What is cryptojacking?

What is cryptojacking?

 

Cryptojacking, also called in-browser mining, is using a computer’s resources to mine cryptocurrencies for others’ benefit. Cryptojacking is quite clever and has a distinct advantage over and virus-based mining malware in that nothing needs to be installed on the host computer for the attacker to set your computer to work.

Here’s how cryptojacking works

1. A hacker gains control of a website
2. Malicious JavaScript mining code is installed on web pages
3. When visitors land on an infected web page, the Javascript is loaded into their web browser
4. The JavaScript starts mining cryptocurrency leveraging the visitor’s computing resources and electricity
5. Cryptocurrency coins, or tokens, are deposited into the hacker’s wallet

How it all started: Coinhive’s Monero script

The Pirate Bay was one of the first to cryptojack visitors.

A few weeks ago a company called Coinhive released JavaScript code that, when loaded by a web browser, could mine a cryptocurrency called Monero. The code, behaved just as outlined in the section above. Once installed, computers visiting infected pages of a web site would be put to task mining Monero with their CPU. CPU stands for Central Processing Unit. Normal humans refer to it as a processor. 

The script was quickly adopted by The Pirate Bay who later stated they installed the mining script to generate revenue without serving advertisements to site visitors. 

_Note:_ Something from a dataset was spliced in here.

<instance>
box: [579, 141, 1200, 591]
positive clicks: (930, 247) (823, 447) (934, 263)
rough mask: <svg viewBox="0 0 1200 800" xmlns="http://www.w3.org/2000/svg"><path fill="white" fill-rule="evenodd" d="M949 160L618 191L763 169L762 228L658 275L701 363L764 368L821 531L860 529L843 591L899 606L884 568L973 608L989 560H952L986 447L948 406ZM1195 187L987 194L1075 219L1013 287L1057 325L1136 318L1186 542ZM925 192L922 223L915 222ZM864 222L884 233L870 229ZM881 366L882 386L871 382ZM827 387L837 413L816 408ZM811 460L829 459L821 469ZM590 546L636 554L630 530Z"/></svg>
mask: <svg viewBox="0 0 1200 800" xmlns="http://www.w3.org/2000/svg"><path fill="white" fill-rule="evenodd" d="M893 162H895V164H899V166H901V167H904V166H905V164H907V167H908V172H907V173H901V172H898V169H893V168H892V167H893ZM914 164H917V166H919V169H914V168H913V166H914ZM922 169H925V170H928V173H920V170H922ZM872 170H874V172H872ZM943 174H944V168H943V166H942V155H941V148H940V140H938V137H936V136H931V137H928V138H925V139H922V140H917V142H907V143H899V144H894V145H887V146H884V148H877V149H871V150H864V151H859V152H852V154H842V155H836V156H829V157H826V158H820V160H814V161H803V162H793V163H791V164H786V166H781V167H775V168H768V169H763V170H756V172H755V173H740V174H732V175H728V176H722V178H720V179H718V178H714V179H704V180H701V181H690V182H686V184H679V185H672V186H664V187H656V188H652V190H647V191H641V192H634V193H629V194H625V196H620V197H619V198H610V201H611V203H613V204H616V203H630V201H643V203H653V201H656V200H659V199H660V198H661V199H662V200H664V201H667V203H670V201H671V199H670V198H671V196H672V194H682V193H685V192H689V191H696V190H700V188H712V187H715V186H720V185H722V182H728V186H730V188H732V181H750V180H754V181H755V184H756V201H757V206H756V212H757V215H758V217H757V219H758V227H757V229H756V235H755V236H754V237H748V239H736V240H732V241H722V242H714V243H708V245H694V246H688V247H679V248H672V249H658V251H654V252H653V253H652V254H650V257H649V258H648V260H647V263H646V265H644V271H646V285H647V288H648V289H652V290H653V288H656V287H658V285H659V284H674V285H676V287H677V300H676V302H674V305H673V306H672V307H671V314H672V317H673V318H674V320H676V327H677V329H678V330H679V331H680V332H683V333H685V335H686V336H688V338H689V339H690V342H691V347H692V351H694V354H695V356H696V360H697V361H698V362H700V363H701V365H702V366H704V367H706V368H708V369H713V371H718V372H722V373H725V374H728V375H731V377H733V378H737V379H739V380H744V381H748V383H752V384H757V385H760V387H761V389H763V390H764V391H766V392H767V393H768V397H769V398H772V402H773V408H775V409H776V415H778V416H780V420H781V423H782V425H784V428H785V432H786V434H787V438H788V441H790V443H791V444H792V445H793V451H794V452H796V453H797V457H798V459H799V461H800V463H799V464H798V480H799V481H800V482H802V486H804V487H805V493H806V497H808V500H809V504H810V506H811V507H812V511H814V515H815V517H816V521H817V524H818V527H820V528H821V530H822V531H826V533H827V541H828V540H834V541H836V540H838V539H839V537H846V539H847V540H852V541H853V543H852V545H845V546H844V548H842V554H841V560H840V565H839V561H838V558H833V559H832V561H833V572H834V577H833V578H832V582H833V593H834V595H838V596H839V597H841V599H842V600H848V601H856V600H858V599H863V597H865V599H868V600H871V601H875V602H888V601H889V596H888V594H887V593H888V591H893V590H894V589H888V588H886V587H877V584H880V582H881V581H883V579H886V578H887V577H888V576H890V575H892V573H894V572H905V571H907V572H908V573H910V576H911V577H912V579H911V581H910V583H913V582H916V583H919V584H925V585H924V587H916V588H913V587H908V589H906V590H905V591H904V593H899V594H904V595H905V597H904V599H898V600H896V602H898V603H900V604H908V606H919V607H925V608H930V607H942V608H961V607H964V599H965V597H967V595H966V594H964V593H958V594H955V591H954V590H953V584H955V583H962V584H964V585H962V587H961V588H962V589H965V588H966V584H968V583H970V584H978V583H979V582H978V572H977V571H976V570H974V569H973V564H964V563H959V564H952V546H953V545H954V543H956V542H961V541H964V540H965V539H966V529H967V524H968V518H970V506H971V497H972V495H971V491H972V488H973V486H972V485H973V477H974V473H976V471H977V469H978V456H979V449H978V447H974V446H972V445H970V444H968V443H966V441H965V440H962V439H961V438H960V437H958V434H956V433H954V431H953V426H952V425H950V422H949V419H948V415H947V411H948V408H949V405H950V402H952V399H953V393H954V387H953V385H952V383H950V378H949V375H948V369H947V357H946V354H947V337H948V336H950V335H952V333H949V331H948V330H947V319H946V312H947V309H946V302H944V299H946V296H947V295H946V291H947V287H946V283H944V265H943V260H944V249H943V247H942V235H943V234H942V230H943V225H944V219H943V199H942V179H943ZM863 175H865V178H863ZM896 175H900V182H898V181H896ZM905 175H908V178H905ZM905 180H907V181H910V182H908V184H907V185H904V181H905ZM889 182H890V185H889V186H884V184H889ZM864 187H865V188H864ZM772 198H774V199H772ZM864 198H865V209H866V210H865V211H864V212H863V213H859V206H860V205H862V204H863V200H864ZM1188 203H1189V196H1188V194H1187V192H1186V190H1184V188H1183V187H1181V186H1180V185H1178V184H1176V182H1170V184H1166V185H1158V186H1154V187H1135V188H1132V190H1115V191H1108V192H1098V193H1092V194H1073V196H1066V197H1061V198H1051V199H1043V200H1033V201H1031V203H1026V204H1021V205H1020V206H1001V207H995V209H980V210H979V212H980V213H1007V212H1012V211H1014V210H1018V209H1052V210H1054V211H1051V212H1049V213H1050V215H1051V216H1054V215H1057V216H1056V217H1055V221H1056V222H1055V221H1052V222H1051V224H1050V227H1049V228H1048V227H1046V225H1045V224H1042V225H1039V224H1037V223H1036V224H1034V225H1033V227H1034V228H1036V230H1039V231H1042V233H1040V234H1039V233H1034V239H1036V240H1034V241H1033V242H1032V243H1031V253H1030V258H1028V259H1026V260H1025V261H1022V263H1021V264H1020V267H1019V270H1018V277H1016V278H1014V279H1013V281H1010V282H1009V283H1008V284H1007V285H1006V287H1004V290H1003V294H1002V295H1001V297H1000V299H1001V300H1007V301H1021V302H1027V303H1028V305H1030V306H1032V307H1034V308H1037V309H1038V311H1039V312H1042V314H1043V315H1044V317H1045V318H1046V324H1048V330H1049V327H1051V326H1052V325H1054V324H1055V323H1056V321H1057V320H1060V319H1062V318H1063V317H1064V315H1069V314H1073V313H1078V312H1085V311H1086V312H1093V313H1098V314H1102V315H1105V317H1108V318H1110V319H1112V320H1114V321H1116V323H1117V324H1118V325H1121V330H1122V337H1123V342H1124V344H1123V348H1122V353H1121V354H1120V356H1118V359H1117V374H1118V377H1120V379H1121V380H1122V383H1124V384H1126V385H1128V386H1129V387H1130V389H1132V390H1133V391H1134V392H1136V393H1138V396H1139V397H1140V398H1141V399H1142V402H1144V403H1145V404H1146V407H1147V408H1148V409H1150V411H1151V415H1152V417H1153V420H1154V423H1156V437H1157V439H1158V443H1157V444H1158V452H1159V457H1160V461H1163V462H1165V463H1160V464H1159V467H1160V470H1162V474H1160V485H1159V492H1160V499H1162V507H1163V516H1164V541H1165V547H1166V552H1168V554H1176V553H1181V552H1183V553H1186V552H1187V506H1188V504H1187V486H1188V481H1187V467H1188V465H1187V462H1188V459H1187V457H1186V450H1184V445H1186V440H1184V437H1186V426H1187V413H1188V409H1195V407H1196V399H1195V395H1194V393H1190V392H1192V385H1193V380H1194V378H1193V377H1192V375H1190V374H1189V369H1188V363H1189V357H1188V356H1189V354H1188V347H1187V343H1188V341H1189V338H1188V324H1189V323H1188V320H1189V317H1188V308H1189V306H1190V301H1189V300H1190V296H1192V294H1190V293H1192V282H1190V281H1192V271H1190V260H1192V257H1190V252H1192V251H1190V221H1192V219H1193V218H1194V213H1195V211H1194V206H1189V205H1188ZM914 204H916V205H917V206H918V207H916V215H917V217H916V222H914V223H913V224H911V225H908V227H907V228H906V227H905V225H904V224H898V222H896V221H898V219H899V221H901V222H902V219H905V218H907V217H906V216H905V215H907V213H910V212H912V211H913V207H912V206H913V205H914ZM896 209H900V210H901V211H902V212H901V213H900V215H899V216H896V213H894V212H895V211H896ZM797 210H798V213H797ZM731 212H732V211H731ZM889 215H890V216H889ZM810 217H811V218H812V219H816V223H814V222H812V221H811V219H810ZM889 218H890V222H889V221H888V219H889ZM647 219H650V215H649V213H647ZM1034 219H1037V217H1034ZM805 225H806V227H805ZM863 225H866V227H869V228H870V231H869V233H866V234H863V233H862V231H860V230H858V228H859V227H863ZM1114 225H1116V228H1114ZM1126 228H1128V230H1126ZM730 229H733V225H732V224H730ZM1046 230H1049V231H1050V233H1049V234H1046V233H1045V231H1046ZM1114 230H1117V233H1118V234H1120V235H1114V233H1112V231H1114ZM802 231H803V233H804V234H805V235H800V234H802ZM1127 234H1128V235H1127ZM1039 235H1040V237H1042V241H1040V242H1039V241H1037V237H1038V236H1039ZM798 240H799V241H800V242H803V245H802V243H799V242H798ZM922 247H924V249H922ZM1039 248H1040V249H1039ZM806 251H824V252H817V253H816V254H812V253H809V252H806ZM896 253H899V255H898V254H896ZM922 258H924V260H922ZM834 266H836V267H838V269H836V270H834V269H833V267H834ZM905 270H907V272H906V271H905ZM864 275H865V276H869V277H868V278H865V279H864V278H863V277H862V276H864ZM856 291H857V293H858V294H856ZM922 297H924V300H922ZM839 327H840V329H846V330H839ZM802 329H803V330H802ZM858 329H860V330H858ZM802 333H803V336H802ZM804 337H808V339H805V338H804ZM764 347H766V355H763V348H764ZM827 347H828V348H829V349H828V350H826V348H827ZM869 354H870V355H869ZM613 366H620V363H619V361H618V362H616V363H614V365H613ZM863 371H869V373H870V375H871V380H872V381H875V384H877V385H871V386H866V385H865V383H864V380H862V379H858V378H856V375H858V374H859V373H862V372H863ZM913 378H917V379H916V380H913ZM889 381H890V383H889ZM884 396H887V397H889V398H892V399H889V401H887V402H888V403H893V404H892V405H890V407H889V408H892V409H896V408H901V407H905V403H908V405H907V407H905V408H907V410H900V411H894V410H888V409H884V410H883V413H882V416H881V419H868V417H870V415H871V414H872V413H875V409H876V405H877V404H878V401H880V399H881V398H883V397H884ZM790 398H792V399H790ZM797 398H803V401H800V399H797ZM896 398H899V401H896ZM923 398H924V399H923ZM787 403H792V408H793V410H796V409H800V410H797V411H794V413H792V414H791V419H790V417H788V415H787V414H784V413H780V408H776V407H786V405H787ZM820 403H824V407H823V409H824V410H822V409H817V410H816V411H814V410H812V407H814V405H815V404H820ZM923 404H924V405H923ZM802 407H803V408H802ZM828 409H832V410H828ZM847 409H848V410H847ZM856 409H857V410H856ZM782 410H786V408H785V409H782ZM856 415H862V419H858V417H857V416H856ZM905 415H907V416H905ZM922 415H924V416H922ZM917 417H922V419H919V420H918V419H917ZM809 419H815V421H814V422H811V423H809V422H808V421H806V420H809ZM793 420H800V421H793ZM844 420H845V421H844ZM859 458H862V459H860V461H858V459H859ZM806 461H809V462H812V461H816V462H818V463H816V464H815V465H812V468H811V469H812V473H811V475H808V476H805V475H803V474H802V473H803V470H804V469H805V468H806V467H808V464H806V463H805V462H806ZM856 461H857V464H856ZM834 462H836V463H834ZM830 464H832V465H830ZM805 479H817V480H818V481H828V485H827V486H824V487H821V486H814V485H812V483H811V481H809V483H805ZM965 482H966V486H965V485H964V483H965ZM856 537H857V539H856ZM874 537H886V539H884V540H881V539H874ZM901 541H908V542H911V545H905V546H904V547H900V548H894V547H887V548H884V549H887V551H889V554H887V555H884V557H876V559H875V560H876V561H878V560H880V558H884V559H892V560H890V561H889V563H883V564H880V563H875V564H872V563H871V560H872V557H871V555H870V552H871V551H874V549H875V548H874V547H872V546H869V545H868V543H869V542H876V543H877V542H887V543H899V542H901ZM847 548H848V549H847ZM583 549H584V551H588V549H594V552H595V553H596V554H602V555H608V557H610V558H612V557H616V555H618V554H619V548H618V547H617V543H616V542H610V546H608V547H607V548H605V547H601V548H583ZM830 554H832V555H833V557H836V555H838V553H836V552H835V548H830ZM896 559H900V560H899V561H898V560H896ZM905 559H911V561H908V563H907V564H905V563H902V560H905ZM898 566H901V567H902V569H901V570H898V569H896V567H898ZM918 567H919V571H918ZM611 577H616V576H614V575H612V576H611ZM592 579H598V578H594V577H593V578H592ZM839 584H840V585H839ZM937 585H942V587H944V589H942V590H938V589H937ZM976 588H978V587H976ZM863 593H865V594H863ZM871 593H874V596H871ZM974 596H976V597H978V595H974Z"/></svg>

Why aren’t the hackers mining Bitcoin?

Hackers would make nearly nothing if they attempted to mine Bitcoin. Bitcoin’s algorithms require far more computing power than Monero.

Monero is a secure, private, and untraceable cryptocurrency. It is open-source and accessible to all. With Monero, you are your own bank. Only you control and are responsible for your funds. Your accounts and transactions are kept private from prying eyes.

– Monero website

The original script cited it’s selection of Monero because it can easily be mined by a computer’s CPU. Most cryptocurrencies are best mined with a computer’s graphics card

The Pirate Bay isn’t mainstream, but some infected sites are

It’s unclear how many websites have been coopted to stealthily mine cryptocurrencies, but it’s clearly beyond sites with pirated music and software. 

Since the release of Coinhive’s in-browser miner, several malicious scripts have surfaced on websites including PolitiFact, CBS’ Showtime and Real Madrid soccer star Cristiano Ronaldo’s official web site.

In-browser mining WordPress plugins

WordPress plugins including Coin Hive Ultimate Plugin and Simple Monero Miner. 

That’s right, WordPress site owners with zero coding experience can now easily add coin mining scripts to their websites, with or without the knowledge of site visitors.

How can you tell if you’re computer has been cryptojacked?

A slow or unresponsive computer

A hot or overheating computer

If you think you’re computer is mining, one thing you can do is to check your computer’s resource usage.

 Look at what applications are heavily using the CPU. If it’s the web browser you were surfing the web with this may confirm your fears.

If your CPU is highly tasked, but by anther hungry application, like Photoshop or video editing software, you’re probably not mining, but instead simply pushing your computer too hard. Try closing applications that are consuming large amounts of CPU power and see the computer starts responding normally again.

If your computer was cryptojacked. Here’s how to stop it.

If your computer is suffering from one of the above tell-tale signs when browsing the web, we recommend you take the following steps:

1. Close your web browser – Since these malicious scripts are on webpages, closing your web browser should stop them in their tracks.
2. Restart your computer – If you’ve closed your browser you’re probably safe, but we still recommend restarting your computer.
3. Run a virus scan – Cryptojacking currently occurs when visiting websites, and hasn’t been found to put any code on your computer. But, just to be sure, we recommend running a virus scan for good measure.

That should take care of it, for now. If it doesn’t either things have evolved since writing this or your computer has a bigger problem.

Stopping in-browser mining before it starts

• 
  
• Block suspicious websites – Some browsers have built-in site blocking functionality where you can supply a list of sites you do not wish anyone on the computer to be able to visit. 
  • Others, like Google’s Chrome browser, don’t have built-in functionality and recommend third-party extensions such as Block Site. Either way, if you’ve found a website that you believe to be cryptojacking, block it.
• Install ad blocking software – Some ad blocking software can stop cryptojacking. One specific ad blocker, AdGuard, has integrated CoinHive mining detection into their desktop software.

There is one option we aren’t going to recommend: disabling JavaScript. Yes, it would stop the mining dead in its tracks, but it would also make browsing most mainstream websites next to impossible.